Every workplace has someone that ends every email with one of these bad boys:
Maybe Jane in HR is trying to be quirky. Or Duncan in the mailroom is trying to “lighten the tone” of his very-serious emails. No matter who it is, they have a whole new reason to stop beyond “it’s kind of annoying”; they may be putting their jobs in danger
In an academic paper called ‘The Dark Side of a Smiley: Effects of Smiling Emoticons on Virtual First Impressions’, researchers from Israel and The Netherlands conducted experiments that replicated work communications. And they noticed a not-too-surprising trend: if you use that cute yellow smiling face, people are more likely to look down on you.
The report notes that, unlike real smiles that demonstrate a warm, welcoming persona, smiling emojis just make you look like an idiot.
Our findings provide first-time evidence that, contrary to actual smiles, smileys do not increase perceptions of warmth and actually decrease perceptions of competence. Perceptions of low competence in turn undermined information sharing.

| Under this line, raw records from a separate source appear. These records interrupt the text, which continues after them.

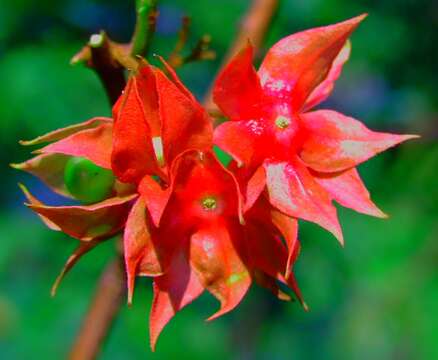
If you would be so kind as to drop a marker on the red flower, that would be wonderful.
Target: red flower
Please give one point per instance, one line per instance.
(152, 111)
(198, 241)
(307, 159)
(185, 226)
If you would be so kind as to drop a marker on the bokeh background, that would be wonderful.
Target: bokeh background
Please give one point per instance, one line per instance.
(375, 299)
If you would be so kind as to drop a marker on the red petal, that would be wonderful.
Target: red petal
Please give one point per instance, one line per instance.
(270, 283)
(245, 141)
(184, 123)
(198, 175)
(288, 228)
(348, 190)
(254, 187)
(49, 168)
(133, 154)
(214, 256)
(336, 142)
(268, 254)
(155, 197)
(34, 201)
(94, 144)
(294, 191)
(292, 283)
(324, 89)
(172, 291)
(67, 131)
(86, 223)
(138, 246)
(81, 250)
(237, 89)
(297, 64)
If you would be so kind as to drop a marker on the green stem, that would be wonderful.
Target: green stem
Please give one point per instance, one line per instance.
(145, 26)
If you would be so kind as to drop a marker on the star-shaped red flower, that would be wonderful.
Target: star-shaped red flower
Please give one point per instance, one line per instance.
(306, 159)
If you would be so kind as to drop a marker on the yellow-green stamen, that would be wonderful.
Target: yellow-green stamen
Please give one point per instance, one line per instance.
(282, 122)
(209, 203)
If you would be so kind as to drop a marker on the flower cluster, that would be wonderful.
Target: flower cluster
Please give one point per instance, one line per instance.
(192, 224)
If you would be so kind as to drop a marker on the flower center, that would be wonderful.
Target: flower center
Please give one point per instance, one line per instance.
(282, 122)
(209, 203)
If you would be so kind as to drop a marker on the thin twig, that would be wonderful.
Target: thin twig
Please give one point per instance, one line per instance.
(145, 25)
(109, 293)
(102, 311)
(252, 27)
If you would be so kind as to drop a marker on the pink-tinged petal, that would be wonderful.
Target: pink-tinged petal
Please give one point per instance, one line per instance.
(67, 131)
(254, 187)
(298, 63)
(288, 227)
(172, 291)
(138, 246)
(245, 140)
(324, 89)
(237, 90)
(348, 190)
(268, 254)
(94, 144)
(155, 197)
(89, 222)
(218, 264)
(336, 142)
(294, 191)
(270, 283)
(185, 124)
(34, 201)
(132, 155)
(49, 168)
(81, 250)
(146, 87)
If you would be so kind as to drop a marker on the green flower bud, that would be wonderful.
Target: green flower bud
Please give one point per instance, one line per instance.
(86, 181)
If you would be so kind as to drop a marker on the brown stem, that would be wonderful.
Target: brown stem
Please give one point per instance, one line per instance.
(100, 56)
(101, 313)
(253, 27)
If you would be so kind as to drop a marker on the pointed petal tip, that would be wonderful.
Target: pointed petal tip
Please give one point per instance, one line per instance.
(17, 166)
(340, 239)
(409, 137)
(305, 306)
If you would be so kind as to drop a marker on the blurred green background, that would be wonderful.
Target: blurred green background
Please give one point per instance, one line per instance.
(375, 299)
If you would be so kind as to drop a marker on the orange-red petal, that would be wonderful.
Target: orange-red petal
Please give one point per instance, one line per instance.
(172, 291)
(294, 191)
(94, 144)
(237, 90)
(62, 133)
(216, 258)
(88, 222)
(336, 142)
(298, 63)
(348, 190)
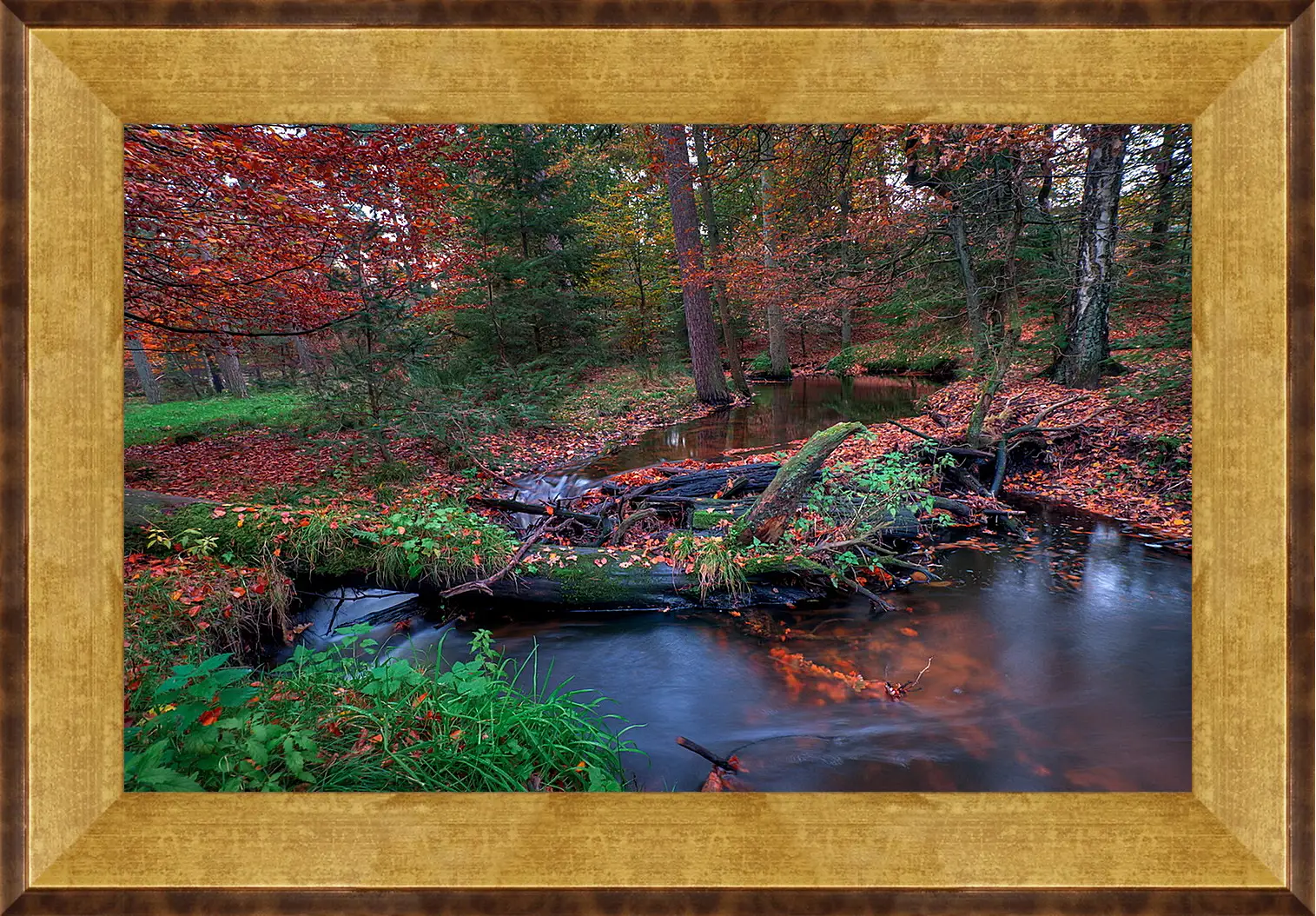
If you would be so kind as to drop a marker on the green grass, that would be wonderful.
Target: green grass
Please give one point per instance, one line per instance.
(331, 721)
(155, 422)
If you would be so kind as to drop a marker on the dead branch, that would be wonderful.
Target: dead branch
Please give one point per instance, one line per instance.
(532, 537)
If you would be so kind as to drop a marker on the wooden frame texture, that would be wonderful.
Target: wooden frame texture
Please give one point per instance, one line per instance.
(76, 71)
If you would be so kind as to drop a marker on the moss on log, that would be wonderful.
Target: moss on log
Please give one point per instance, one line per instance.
(781, 501)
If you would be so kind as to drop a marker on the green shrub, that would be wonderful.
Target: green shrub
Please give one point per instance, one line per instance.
(331, 721)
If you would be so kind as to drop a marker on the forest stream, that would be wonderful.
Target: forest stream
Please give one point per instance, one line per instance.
(1055, 663)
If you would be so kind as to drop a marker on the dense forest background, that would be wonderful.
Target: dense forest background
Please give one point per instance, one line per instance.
(447, 278)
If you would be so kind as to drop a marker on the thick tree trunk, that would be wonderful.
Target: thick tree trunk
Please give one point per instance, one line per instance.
(781, 501)
(1088, 333)
(306, 360)
(715, 246)
(778, 352)
(145, 375)
(232, 370)
(973, 296)
(704, 357)
(216, 379)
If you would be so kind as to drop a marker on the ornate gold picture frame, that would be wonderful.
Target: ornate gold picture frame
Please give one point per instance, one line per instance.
(73, 74)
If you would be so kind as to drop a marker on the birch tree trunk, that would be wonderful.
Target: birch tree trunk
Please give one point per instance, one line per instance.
(1088, 344)
(232, 370)
(704, 357)
(778, 353)
(142, 363)
(715, 245)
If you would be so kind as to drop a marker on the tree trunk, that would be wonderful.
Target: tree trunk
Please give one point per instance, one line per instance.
(216, 379)
(715, 246)
(306, 360)
(142, 363)
(704, 357)
(1164, 191)
(778, 353)
(781, 501)
(1088, 335)
(973, 298)
(843, 205)
(232, 370)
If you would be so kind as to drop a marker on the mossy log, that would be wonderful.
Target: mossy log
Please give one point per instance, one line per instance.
(142, 507)
(587, 578)
(781, 501)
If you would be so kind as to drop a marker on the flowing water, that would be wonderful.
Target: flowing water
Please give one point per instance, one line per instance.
(1061, 663)
(779, 414)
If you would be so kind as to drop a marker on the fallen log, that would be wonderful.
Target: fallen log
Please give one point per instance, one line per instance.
(781, 501)
(598, 580)
(704, 483)
(731, 765)
(533, 508)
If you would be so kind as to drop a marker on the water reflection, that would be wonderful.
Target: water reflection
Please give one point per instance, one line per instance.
(779, 414)
(1057, 665)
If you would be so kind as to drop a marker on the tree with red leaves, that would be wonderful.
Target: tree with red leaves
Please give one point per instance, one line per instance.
(255, 232)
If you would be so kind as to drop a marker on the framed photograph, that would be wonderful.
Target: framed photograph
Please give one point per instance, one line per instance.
(901, 412)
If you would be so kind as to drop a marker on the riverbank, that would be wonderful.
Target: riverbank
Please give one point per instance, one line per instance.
(294, 455)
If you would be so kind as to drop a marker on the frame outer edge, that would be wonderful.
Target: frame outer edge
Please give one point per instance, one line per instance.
(658, 13)
(13, 455)
(13, 289)
(1302, 457)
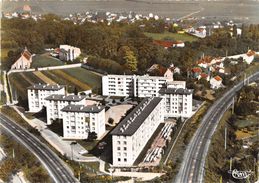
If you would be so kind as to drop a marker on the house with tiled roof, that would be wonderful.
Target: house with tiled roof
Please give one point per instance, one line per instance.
(204, 76)
(249, 56)
(169, 44)
(216, 82)
(24, 62)
(196, 71)
(205, 61)
(159, 70)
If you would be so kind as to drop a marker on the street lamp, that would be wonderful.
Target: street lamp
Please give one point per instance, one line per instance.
(71, 145)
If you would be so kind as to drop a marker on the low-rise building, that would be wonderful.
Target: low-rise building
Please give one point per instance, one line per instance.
(68, 53)
(24, 62)
(130, 136)
(38, 92)
(132, 85)
(79, 120)
(177, 102)
(54, 104)
(215, 82)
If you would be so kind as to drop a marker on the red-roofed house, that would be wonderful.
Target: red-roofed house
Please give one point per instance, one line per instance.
(215, 82)
(204, 76)
(196, 71)
(159, 70)
(249, 56)
(169, 44)
(205, 61)
(24, 62)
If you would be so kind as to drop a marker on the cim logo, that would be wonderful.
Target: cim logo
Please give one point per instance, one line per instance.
(240, 174)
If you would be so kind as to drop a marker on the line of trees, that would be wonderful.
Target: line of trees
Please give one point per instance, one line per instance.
(121, 46)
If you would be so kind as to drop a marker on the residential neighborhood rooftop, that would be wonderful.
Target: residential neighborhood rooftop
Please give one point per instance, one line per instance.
(82, 108)
(175, 91)
(65, 97)
(46, 87)
(130, 124)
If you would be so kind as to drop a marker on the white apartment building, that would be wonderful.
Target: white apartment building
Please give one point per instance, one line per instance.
(177, 101)
(132, 85)
(68, 53)
(130, 136)
(54, 104)
(38, 92)
(79, 120)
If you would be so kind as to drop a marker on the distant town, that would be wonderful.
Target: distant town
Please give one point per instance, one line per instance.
(127, 97)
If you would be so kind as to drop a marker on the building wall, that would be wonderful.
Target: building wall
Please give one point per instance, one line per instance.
(36, 98)
(131, 85)
(22, 63)
(54, 108)
(126, 149)
(177, 105)
(77, 125)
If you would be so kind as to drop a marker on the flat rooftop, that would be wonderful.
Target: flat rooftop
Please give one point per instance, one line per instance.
(135, 76)
(180, 91)
(129, 125)
(46, 87)
(82, 108)
(75, 98)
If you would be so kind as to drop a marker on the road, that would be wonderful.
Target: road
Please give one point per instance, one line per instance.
(193, 165)
(56, 168)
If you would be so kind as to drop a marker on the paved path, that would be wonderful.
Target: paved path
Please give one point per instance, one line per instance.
(55, 166)
(193, 166)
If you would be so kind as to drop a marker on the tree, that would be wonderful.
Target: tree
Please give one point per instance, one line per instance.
(131, 61)
(235, 31)
(110, 121)
(75, 90)
(92, 136)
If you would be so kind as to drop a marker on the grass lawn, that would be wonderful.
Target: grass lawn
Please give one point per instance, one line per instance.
(249, 121)
(243, 134)
(87, 144)
(88, 77)
(44, 60)
(79, 77)
(175, 36)
(4, 52)
(20, 82)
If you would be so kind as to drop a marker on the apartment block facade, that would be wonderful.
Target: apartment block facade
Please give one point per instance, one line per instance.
(130, 136)
(38, 92)
(132, 85)
(79, 120)
(177, 102)
(54, 104)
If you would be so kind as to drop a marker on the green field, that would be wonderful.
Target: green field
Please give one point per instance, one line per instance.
(45, 60)
(20, 82)
(249, 121)
(80, 78)
(88, 77)
(174, 36)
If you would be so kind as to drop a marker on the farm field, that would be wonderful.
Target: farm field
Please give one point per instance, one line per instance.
(80, 78)
(173, 36)
(45, 60)
(20, 82)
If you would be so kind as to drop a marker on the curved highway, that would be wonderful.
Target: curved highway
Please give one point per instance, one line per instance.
(56, 168)
(193, 164)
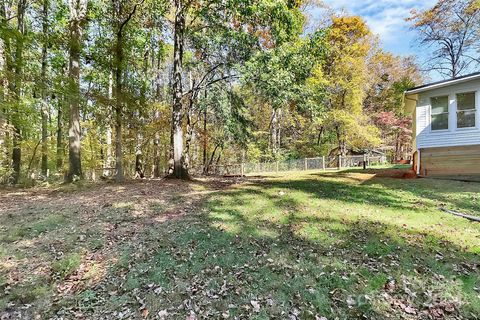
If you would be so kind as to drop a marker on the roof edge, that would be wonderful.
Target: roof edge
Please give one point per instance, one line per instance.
(443, 83)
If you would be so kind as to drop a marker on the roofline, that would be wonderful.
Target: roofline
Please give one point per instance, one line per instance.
(443, 83)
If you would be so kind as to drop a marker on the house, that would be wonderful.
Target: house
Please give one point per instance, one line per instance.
(446, 127)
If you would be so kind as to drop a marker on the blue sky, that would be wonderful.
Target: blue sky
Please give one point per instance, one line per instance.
(386, 18)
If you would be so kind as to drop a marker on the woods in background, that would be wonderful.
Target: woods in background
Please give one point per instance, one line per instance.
(148, 88)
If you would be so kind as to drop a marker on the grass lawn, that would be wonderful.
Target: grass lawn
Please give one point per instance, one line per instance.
(299, 245)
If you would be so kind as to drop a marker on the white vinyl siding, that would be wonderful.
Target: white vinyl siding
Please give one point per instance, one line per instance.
(427, 137)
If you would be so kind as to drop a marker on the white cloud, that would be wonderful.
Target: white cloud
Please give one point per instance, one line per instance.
(386, 18)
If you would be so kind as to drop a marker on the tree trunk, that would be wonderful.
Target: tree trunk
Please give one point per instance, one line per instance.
(17, 136)
(179, 170)
(204, 138)
(119, 175)
(44, 109)
(107, 164)
(60, 154)
(78, 10)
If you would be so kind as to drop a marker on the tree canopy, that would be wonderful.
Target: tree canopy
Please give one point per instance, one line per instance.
(151, 88)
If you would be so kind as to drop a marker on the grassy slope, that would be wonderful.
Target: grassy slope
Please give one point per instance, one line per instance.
(301, 245)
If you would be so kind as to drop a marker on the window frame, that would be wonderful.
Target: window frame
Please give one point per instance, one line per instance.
(434, 114)
(475, 110)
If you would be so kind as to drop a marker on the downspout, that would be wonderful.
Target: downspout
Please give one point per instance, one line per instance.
(418, 150)
(418, 159)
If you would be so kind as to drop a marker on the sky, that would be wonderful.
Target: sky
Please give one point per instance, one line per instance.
(386, 18)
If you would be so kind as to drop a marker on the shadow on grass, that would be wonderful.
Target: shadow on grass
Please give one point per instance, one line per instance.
(264, 250)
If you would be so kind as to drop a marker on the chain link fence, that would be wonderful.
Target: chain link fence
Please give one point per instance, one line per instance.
(318, 163)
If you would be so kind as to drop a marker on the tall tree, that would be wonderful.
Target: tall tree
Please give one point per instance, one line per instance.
(450, 29)
(122, 19)
(78, 13)
(44, 110)
(16, 90)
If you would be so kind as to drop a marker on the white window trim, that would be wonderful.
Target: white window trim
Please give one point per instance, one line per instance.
(430, 113)
(476, 92)
(452, 112)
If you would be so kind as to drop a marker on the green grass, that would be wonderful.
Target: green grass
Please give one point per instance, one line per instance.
(344, 245)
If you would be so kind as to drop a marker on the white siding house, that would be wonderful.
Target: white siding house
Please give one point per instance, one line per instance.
(446, 126)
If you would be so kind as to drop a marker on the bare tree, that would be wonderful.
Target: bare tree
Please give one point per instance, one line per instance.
(78, 12)
(450, 30)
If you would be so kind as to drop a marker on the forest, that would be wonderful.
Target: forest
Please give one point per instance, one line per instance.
(131, 89)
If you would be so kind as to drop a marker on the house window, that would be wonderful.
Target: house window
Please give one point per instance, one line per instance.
(466, 110)
(439, 113)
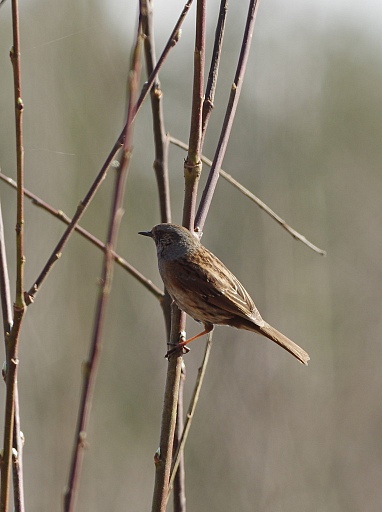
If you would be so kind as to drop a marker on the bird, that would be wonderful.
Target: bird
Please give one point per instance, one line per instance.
(203, 287)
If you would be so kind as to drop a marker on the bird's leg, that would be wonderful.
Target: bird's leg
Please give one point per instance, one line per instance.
(182, 345)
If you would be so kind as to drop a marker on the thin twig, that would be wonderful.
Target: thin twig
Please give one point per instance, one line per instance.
(255, 199)
(192, 170)
(228, 120)
(163, 457)
(192, 406)
(59, 214)
(30, 295)
(161, 172)
(208, 103)
(91, 366)
(160, 139)
(179, 486)
(6, 302)
(12, 336)
(17, 459)
(193, 164)
(5, 292)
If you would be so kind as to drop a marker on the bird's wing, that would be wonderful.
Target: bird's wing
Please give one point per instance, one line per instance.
(215, 284)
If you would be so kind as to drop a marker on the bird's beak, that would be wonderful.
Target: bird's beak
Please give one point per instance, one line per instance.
(145, 233)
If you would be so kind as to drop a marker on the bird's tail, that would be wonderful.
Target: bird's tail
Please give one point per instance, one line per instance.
(284, 342)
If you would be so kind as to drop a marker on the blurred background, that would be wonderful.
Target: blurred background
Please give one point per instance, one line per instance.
(268, 434)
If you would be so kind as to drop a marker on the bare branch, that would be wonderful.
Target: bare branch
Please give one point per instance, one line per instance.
(208, 103)
(59, 214)
(255, 199)
(11, 429)
(91, 366)
(228, 120)
(192, 406)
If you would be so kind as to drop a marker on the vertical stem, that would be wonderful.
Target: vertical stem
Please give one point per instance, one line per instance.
(163, 458)
(229, 117)
(193, 164)
(12, 338)
(91, 366)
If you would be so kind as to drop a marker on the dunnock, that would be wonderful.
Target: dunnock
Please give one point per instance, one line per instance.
(202, 286)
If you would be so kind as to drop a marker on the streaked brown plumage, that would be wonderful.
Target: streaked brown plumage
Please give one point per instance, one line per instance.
(202, 286)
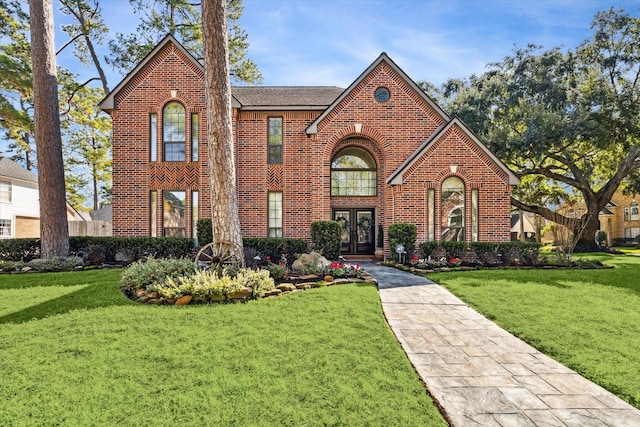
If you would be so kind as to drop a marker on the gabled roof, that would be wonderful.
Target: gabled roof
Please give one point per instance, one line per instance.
(108, 103)
(10, 169)
(396, 177)
(313, 127)
(285, 97)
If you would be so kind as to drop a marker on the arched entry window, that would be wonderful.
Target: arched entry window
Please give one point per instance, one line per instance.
(173, 132)
(452, 219)
(353, 173)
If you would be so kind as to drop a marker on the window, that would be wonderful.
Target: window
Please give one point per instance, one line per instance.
(194, 217)
(5, 191)
(452, 209)
(353, 173)
(474, 214)
(194, 137)
(275, 214)
(5, 228)
(431, 213)
(153, 219)
(153, 137)
(275, 140)
(173, 132)
(173, 213)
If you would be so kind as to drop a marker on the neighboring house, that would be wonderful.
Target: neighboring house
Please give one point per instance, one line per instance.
(20, 207)
(620, 219)
(377, 152)
(19, 201)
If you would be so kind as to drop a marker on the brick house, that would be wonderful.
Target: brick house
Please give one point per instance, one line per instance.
(375, 153)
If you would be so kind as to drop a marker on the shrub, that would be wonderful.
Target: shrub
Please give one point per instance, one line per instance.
(340, 269)
(55, 264)
(326, 238)
(153, 272)
(12, 265)
(404, 234)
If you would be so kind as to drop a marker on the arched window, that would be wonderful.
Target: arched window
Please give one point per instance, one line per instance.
(452, 209)
(353, 173)
(173, 132)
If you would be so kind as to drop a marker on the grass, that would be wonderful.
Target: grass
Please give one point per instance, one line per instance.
(75, 352)
(589, 320)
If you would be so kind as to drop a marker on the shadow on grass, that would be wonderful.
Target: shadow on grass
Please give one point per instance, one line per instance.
(90, 297)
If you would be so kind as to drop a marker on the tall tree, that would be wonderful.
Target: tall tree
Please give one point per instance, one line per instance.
(225, 217)
(183, 19)
(54, 231)
(572, 118)
(87, 146)
(16, 93)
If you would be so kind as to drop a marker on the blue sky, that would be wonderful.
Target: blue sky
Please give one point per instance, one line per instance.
(330, 42)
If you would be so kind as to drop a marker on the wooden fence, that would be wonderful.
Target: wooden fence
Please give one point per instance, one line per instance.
(90, 228)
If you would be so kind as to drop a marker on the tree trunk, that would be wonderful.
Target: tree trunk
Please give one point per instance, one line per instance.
(54, 231)
(225, 219)
(587, 229)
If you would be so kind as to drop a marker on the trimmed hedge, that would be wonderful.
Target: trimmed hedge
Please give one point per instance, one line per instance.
(273, 247)
(405, 234)
(95, 250)
(326, 238)
(487, 253)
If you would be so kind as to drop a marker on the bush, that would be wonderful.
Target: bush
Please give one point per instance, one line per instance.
(19, 249)
(273, 247)
(488, 253)
(210, 285)
(153, 272)
(55, 264)
(326, 238)
(404, 234)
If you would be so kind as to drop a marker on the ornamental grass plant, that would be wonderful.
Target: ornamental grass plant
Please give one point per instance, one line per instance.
(76, 352)
(586, 319)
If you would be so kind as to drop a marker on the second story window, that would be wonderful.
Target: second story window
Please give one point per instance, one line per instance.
(173, 132)
(5, 191)
(275, 140)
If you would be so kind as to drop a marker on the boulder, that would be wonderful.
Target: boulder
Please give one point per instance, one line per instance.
(184, 300)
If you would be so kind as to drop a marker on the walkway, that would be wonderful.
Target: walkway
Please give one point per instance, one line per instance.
(479, 374)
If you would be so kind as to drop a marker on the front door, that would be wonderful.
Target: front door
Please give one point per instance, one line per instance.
(357, 230)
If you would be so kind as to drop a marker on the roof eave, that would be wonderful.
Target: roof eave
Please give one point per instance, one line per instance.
(108, 102)
(313, 127)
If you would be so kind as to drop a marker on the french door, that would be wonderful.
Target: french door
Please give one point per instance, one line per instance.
(358, 228)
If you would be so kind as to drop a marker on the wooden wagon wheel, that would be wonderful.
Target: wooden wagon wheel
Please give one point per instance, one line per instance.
(221, 253)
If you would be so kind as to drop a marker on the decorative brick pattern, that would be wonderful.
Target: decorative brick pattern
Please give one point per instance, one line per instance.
(391, 131)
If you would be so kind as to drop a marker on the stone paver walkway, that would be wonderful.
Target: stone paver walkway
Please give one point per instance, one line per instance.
(479, 374)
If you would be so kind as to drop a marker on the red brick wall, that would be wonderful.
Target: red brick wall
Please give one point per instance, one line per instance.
(390, 131)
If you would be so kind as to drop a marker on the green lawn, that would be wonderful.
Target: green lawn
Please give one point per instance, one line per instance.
(75, 352)
(589, 320)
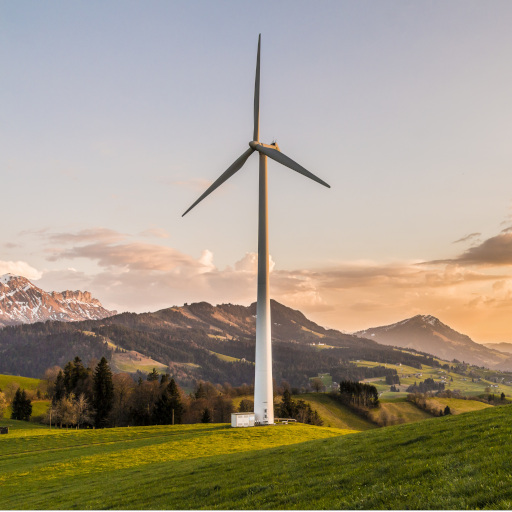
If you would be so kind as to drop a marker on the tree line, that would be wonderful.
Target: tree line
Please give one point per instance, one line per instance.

In other words, frequent smiley emoji abuse may make you seem incompetent and cold to your colleagues, which brings forth heightened risk of isolation in the workplace. Which, in turn, means that if you weren’t invited to post-work drinks, or you’re wondering why your supervisor didn’t recommend you for that senior role that was up a month ago, it might be worth checking your sent mail history.
The paper goes on to posit greater questions on how virtual communications are changing the way we perceive social cues, including the very ‘First Year Philosophy Student’ line, “A smiley is not a smile.”
Simply, if someone you know is a serious smiley emoji offender, send them this with a friendly reminder that they may well be putting their job at risk.